Una vez terminadas las
despedidas, los monjes se dieron la vuelta y cruzaron la plaza en dirección a
una de las calles laterales.
- Josuak -le llamó
Kaliena, rezagándose un instante-. Recuerda lo que te he dicho antes. Trataré
de ser recibida por los caballeros de Stumlad esta misma tarde. Espero que Gorm
y tú podáis acompañarme.
- Por supuesto -dijo
Josuak y esbozó una breve sonrisa-. Todo lo que la dama desee nosotros lo realizaremos
con sumo placer. -realizando una exagerada reverencia, el guerrero acarició la
enguantada mano de la mujer y la besó con delicadeza.
- No es momento para
bromas -respondió gélidamente Kaliena retirando la mano-. Sólo quiero saber si vendréis
conmigo o no.
- Sí -Josuak se echó
hacia atrás pero no borró su sonrisa-, nos hospedamos en “La buena Estrella”.
¿La conoces?
La mujer asintió y,
dándose la vuelta, se encaminó tras sus compañeros.
- Iré a buscaros cuando
sea la hora -dijo simplemente y atravesó la nevada plaza hacia la calle por la
que los monjes se habían internado.
Josuak y Gorm se quedaron
junto a los soldados. Haldik se encontraba dictando órdenes a varios de ellos e
instándoles a ir rápidamente a los cuarteles de la guardia a avisar al Capitán.

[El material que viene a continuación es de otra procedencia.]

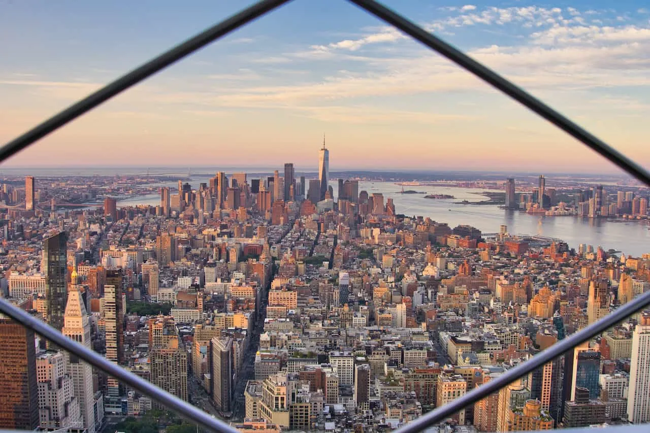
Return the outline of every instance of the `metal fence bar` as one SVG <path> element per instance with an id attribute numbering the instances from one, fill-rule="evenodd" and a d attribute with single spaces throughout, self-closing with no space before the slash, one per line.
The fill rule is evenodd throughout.
<path id="1" fill-rule="evenodd" d="M 465 53 L 375 0 L 348 0 L 386 23 L 397 27 L 418 42 L 437 51 L 456 64 L 535 112 L 569 135 L 582 142 L 629 174 L 650 187 L 650 172 L 604 141 L 569 120 Z"/>
<path id="2" fill-rule="evenodd" d="M 528 374 L 533 370 L 552 361 L 595 335 L 602 334 L 619 322 L 650 305 L 650 292 L 646 292 L 632 301 L 618 308 L 601 320 L 553 345 L 526 362 L 508 370 L 502 376 L 487 384 L 474 388 L 465 395 L 458 397 L 445 406 L 436 408 L 417 419 L 395 430 L 396 433 L 415 433 L 451 415 L 462 410 L 468 406 L 484 399 L 493 392 L 512 383 L 517 379 Z M 560 420 L 556 420 L 560 421 Z"/>
<path id="3" fill-rule="evenodd" d="M 0 162 L 211 42 L 291 0 L 261 0 L 107 84 L 0 148 Z"/>
<path id="4" fill-rule="evenodd" d="M 183 401 L 142 378 L 114 364 L 99 354 L 65 337 L 54 328 L 46 324 L 25 311 L 0 298 L 0 311 L 9 316 L 26 328 L 56 344 L 58 347 L 79 356 L 93 367 L 101 370 L 120 382 L 137 389 L 165 407 L 176 412 L 188 421 L 201 425 L 211 432 L 239 433 L 227 423 L 213 418 L 201 409 Z"/>

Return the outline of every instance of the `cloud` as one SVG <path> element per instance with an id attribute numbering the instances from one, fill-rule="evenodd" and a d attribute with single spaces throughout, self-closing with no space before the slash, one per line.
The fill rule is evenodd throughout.
<path id="1" fill-rule="evenodd" d="M 208 78 L 219 81 L 254 81 L 262 79 L 262 75 L 250 69 L 240 68 L 235 73 L 215 73 Z"/>
<path id="2" fill-rule="evenodd" d="M 35 88 L 44 96 L 74 100 L 86 96 L 103 85 L 75 81 L 47 81 L 38 80 L 1 80 L 0 86 L 20 86 Z"/>
<path id="3" fill-rule="evenodd" d="M 356 124 L 396 122 L 430 124 L 475 118 L 464 114 L 382 109 L 370 106 L 303 106 L 295 110 L 300 116 L 317 120 Z"/>

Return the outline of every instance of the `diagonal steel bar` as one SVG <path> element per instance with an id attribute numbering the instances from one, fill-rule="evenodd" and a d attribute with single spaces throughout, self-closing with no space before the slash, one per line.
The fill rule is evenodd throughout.
<path id="1" fill-rule="evenodd" d="M 615 164 L 650 187 L 650 172 L 602 140 L 569 120 L 530 94 L 525 92 L 492 70 L 476 61 L 413 21 L 375 0 L 348 0 L 372 15 L 397 27 L 429 48 L 437 51 L 456 64 L 500 90 L 526 108 L 535 112 L 569 135 L 582 142 Z"/>
<path id="2" fill-rule="evenodd" d="M 117 364 L 112 363 L 96 352 L 67 338 L 54 328 L 46 324 L 27 311 L 12 305 L 6 300 L 0 298 L 0 311 L 23 326 L 32 330 L 36 334 L 54 343 L 58 347 L 75 354 L 93 367 L 151 397 L 188 421 L 198 424 L 211 432 L 238 433 L 237 430 L 231 427 L 224 421 L 213 418 L 207 412 L 192 406 L 186 401 L 183 401 L 166 391 L 161 389 L 155 385 L 126 371 Z"/>
<path id="3" fill-rule="evenodd" d="M 597 322 L 592 323 L 570 337 L 553 345 L 545 350 L 533 356 L 526 362 L 508 370 L 506 373 L 499 376 L 494 380 L 490 380 L 487 384 L 474 388 L 454 401 L 439 408 L 436 408 L 424 416 L 411 421 L 403 427 L 398 428 L 395 430 L 395 433 L 416 433 L 416 432 L 421 431 L 434 424 L 443 421 L 445 419 L 458 411 L 462 410 L 482 399 L 484 399 L 492 393 L 498 391 L 502 387 L 507 386 L 520 377 L 530 373 L 535 369 L 541 367 L 556 358 L 563 355 L 580 343 L 584 343 L 599 334 L 602 334 L 619 322 L 629 317 L 634 313 L 642 309 L 648 305 L 650 305 L 650 292 L 644 293 Z"/>
<path id="4" fill-rule="evenodd" d="M 0 148 L 0 162 L 183 57 L 291 0 L 261 0 L 86 96 Z"/>

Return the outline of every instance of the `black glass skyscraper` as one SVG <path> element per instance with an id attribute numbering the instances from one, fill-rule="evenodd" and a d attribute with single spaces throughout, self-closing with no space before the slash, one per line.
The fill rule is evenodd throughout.
<path id="1" fill-rule="evenodd" d="M 293 164 L 291 163 L 287 163 L 285 164 L 285 201 L 289 202 L 290 200 L 293 199 L 291 196 L 291 187 L 294 187 L 293 193 L 295 194 L 295 182 L 296 179 L 294 176 L 293 171 Z"/>
<path id="2" fill-rule="evenodd" d="M 47 323 L 60 331 L 68 303 L 68 234 L 65 231 L 43 242 L 42 268 L 46 279 Z"/>

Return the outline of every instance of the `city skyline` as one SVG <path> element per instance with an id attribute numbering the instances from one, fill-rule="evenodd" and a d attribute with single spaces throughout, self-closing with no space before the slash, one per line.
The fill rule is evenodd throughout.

Josuak se acercó al mando de los guerreros para despedirse de ellos.
- ¡Enemigos! -un grito
rompió de repente el rumor de voces de la plaza. Los ciudadanos que en ella se encontraban
se quedaron callados y, sin entender que sucedía, alzaron sus miradas hacia las
almenas de la muralla. Allí, en lo alto del enorme bastión, descubrieron a un
vigía de la milicia.
- ¡Enemigos! -el soldado
volvió a gritar tan fuerte como sus pulmones le permitían, señalando un punto indefinido
en la lejanía.
Entonces, otro vigía,
situado también en la muralla pero un centenar de pasos más al este, profirió
otro grito de alarma:
- ¡Enemigos, enemigos!
-bramó, su alarido teñido por el temor.
En un instante, todos los
guardias de la muralla surgieron uno por uno de sus puestos y dieron la alarma.
- ¡Al norte, enemigos!
- ¡Avisad a la milicia!
- ¡A las armas, a las
armas!
La gente, asustada por
los avisos, salió corriendo en todas direcciones, y una gran confusión se
adueñó de la plaza. Haldik obligó a sus hombres a ir inmediatamente a los
cuarteles y, acto seguido, corrió hacia una de las escaleras de piedra que
conducía al paseo de la muralla. Josuak y Gorm, haciendo caso omiso de las ansiosas
preguntas de los ciudadanos, siguieron a Haldik por la escalera. Abriéndose
paso entre la muchedumbre, alcanzaron el alto y se hicieron un hueco al borde
de las almenas, atestadas de curiosos. Por fin pudieron ver aquello que había
provocado semejante alboroto.
La niebla formaba una
densa película en el horizonte, extendiéndose desde el nevado terreno hasta el
cielo cubierto de nubes, de tal forma que no se distinguía donde acababa uno y
empezaba el otro. De entre la fantasmal bruma surgía un caudal interminable de
figuras oscuras, apenas unos puntos negros en la grisácea blancura, que se
abrían paso en dirección a la ciudad. Las indefinidas formas eran ya cientos, arremolinándose
en grandes grupos como si de organizadas hormigas se tratase. Más y más figuras
surgían de la niebla y, en apenas unos segundos, dio la impresión de que todo
el horizonte había sido ya recubierto de negro.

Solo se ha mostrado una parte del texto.